Mechanism 2: Behavioral Deterrent
1,668 units

For density-bonus zones (RM-1, CMX-1, CMX-2, CMX-2.5), the 50% TOC density bonus is legally available inside MIN. But our difference-in-differences analysis shows that 54% of new construction projects with 10+ unit capacity inside MIN do not proceed — the unfunded affordability mandate deters construction even where the bonus is technically accessible.

Impact by Council District

TOC yield by council district, with MIN overlay impact breakdown
DistrictYield (no MIN)FAR BlockedBehavioralTotal MIN LossNet Yield
D3 (Gauthier)5,880−808−971−1,7794,101
D7 (Lozada)6,076−556−697−1,2534,823
D1 (Squilla)2,5712,571

District 3 (Gauthier) — 30% of yield lost

46th Street (100% MIN coverage) and 52nd Street (97%) are the hardest hit. These stations have heavy CMX-2 and CMX-2.5 concentrations with larger lot sizes that cross the 10-unit threshold. 46th Street alone loses 1,430 of its 2,105 potential units — a 68% reduction at what should be D3’s strongest TOC station.

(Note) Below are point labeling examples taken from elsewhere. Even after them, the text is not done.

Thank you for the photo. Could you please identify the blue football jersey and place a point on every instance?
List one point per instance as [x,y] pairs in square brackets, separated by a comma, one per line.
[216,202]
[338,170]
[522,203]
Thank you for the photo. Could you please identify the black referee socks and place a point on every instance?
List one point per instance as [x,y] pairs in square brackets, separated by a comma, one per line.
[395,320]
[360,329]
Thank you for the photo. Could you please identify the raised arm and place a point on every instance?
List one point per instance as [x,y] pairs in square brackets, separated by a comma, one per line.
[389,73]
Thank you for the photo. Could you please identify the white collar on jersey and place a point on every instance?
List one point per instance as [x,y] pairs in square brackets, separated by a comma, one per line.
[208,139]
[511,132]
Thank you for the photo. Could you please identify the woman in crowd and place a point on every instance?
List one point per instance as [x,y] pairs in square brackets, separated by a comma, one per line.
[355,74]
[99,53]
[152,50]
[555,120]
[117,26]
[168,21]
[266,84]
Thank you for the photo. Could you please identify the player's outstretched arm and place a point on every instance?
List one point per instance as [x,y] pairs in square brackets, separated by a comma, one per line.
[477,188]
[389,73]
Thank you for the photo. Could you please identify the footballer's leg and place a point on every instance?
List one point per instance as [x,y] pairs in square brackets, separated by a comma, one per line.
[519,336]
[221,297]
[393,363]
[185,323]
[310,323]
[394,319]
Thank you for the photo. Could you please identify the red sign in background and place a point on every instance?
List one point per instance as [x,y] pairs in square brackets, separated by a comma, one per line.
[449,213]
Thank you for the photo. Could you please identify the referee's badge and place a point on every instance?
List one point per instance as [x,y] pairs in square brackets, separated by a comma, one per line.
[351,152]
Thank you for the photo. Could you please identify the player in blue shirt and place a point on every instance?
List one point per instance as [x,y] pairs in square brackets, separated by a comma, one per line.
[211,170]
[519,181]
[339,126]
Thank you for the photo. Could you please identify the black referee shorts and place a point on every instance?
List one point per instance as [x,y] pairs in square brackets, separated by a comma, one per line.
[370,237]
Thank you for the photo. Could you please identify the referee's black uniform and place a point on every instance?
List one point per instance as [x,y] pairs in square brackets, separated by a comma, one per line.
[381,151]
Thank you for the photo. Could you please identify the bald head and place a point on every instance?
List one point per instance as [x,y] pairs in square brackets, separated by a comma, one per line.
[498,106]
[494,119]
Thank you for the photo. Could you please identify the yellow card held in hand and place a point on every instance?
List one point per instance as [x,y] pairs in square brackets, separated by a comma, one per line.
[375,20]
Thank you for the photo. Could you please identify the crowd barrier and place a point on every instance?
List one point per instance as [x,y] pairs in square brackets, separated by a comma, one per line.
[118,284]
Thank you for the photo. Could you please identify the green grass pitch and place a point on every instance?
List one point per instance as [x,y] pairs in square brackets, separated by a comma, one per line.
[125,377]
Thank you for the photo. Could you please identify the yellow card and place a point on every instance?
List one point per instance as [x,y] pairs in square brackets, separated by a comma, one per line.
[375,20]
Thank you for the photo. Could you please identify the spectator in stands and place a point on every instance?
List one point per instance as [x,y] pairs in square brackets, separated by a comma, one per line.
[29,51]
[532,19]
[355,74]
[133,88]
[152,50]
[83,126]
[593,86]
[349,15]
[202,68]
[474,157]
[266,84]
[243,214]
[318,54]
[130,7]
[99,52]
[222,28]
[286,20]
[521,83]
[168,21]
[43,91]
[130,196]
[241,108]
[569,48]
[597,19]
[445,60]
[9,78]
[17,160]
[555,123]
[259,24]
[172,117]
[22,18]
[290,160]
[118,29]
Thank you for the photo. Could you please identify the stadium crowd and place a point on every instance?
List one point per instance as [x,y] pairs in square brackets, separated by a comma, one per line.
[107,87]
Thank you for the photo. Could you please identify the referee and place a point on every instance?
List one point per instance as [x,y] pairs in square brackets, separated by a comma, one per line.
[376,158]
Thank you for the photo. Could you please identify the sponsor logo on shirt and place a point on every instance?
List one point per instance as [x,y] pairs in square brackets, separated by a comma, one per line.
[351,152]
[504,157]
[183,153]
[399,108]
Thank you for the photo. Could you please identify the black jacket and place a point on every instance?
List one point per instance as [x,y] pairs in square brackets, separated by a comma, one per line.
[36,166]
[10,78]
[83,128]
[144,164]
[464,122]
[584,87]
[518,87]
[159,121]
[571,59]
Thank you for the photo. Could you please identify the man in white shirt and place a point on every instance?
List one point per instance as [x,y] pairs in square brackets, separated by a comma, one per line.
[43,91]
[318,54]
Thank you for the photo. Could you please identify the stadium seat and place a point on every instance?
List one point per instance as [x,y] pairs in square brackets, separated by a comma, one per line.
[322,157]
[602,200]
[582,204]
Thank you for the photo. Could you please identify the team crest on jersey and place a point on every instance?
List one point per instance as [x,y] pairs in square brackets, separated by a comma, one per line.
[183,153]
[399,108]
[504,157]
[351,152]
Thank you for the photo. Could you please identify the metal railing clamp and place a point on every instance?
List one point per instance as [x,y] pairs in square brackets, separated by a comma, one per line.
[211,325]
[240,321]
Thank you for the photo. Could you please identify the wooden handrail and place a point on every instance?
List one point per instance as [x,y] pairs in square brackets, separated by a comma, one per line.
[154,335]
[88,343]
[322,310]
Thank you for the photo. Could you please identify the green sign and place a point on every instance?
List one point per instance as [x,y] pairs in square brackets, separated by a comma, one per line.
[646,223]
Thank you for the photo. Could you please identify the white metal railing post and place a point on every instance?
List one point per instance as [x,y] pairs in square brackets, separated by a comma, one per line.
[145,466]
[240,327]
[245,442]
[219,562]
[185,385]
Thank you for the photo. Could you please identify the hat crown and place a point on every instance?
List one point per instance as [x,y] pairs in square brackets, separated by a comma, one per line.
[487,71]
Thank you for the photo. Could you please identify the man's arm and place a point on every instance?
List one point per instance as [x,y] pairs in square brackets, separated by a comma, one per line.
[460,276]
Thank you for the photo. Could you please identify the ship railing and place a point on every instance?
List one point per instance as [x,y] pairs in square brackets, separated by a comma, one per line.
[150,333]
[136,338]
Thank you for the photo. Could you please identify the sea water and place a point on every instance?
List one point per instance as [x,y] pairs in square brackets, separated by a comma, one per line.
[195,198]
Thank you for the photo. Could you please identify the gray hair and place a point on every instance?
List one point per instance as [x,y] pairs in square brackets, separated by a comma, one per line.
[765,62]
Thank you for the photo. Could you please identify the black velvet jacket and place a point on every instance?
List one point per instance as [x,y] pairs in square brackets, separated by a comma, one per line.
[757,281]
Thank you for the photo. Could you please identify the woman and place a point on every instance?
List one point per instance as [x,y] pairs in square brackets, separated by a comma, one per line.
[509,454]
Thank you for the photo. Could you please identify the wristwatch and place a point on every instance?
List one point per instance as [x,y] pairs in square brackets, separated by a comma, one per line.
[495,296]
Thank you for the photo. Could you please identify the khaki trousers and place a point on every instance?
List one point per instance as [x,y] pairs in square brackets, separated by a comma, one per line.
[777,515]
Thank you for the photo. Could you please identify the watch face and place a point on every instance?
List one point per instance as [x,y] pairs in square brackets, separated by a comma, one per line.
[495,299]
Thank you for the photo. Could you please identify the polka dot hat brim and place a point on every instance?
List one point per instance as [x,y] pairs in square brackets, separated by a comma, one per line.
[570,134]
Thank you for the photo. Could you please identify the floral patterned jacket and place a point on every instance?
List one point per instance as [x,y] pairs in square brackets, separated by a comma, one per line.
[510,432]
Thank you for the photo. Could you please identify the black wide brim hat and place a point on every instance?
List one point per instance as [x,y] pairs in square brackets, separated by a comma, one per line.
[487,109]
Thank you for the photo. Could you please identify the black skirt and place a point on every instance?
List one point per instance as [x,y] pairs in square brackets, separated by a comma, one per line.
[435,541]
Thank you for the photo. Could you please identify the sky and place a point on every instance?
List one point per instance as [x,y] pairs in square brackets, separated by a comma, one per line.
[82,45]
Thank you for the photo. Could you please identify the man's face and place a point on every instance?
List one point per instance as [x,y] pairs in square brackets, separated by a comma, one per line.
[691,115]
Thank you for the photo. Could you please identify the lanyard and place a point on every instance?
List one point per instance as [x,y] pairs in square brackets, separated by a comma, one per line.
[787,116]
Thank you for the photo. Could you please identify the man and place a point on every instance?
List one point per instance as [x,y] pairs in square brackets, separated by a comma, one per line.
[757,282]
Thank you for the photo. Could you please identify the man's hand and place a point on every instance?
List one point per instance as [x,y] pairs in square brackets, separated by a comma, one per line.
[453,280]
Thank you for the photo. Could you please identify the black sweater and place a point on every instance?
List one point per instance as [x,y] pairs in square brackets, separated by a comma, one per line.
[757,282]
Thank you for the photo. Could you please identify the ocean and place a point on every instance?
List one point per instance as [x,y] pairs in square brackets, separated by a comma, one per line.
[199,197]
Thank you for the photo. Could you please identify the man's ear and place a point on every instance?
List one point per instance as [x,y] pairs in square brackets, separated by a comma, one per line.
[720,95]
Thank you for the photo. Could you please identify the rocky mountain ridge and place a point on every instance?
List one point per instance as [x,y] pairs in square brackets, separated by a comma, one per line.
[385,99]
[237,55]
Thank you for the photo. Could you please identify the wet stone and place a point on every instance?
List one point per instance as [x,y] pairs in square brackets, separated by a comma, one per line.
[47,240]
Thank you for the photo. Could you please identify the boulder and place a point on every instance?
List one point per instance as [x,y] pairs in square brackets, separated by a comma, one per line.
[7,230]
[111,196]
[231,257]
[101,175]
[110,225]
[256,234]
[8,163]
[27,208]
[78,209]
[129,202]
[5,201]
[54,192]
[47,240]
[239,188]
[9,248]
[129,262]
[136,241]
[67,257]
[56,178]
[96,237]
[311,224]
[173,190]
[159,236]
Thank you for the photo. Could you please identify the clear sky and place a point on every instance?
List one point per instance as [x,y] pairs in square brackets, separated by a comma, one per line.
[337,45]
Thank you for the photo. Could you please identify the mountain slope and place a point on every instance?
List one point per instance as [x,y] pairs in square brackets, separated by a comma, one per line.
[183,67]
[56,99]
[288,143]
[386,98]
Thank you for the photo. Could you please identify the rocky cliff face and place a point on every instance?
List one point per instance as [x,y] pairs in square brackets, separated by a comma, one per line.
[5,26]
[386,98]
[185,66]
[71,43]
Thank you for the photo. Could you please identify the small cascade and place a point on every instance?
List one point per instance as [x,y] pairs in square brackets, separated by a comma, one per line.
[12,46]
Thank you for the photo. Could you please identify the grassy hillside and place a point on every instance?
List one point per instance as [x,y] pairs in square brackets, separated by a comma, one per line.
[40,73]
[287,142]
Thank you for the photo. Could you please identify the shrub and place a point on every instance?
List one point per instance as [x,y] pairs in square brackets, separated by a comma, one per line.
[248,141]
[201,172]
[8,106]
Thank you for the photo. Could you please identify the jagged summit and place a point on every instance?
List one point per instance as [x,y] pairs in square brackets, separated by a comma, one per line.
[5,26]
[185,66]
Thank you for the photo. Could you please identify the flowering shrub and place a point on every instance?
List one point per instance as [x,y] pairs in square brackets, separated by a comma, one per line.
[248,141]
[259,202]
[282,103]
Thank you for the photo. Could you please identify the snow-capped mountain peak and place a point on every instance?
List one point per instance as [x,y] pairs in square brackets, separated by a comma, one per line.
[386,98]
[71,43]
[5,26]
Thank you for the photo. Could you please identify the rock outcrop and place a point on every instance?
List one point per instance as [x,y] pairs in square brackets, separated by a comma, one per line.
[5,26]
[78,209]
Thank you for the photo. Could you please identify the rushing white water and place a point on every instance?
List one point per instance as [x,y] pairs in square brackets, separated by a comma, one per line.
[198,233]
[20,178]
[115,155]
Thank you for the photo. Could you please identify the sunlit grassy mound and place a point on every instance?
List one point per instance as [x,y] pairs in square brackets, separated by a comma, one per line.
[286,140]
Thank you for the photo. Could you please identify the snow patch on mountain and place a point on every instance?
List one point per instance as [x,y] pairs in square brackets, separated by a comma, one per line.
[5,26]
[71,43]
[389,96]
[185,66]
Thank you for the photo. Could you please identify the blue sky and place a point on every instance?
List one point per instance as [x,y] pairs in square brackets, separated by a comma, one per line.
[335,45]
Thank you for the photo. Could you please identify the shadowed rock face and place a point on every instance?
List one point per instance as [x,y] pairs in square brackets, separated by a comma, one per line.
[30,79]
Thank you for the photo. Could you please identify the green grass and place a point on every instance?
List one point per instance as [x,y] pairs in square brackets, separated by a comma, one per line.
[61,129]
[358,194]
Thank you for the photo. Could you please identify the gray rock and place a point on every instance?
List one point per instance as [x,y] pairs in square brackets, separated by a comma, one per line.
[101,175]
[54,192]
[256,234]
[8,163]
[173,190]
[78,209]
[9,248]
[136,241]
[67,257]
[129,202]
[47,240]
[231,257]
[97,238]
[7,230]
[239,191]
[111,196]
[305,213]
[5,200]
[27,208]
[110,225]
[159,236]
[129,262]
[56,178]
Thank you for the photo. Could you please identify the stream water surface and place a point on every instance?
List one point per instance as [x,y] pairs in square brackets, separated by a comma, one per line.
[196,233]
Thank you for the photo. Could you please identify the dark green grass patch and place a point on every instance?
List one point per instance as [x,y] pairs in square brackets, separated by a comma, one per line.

District 7 (Lozada) — 21% of yield lost

Frankford TC (86% MIN coverage) bears the brunt, losing 918 of 1,335 potential units. Somerset (41% coverage) and Huntingdon (66%) are also affected but to a lesser degree. Most D7 parcels are small RM-1 lots that stay under 10 units and are not legally subject to MIN.

Full TOC Analysis Available

Build Philly Now’s TOC advocacy site includes the complete housing yield analysis, council district breakdowns, soft site classification methodology, and the six-corridor expansion scenario. See the impact analysis for the full TOC bill housing yield breakdown.

The Pattern Is Clear

MIN has already suppressed near-transit development by 45.5 percentage points. The existing 500-foot TOD overlay could not overcome it. Now the same overlay threatens to reduce the TOC bill’s housing yield by 20.9% — nearly 3,032 units that Philadelphia needs to meet its 30,000-home goal.

The choice facing Council is whether to let an unfunded affordability mandate — one that has produced 18 affordable units in three years — continue to undermine the city’s most significant transit-oriented housing initiative.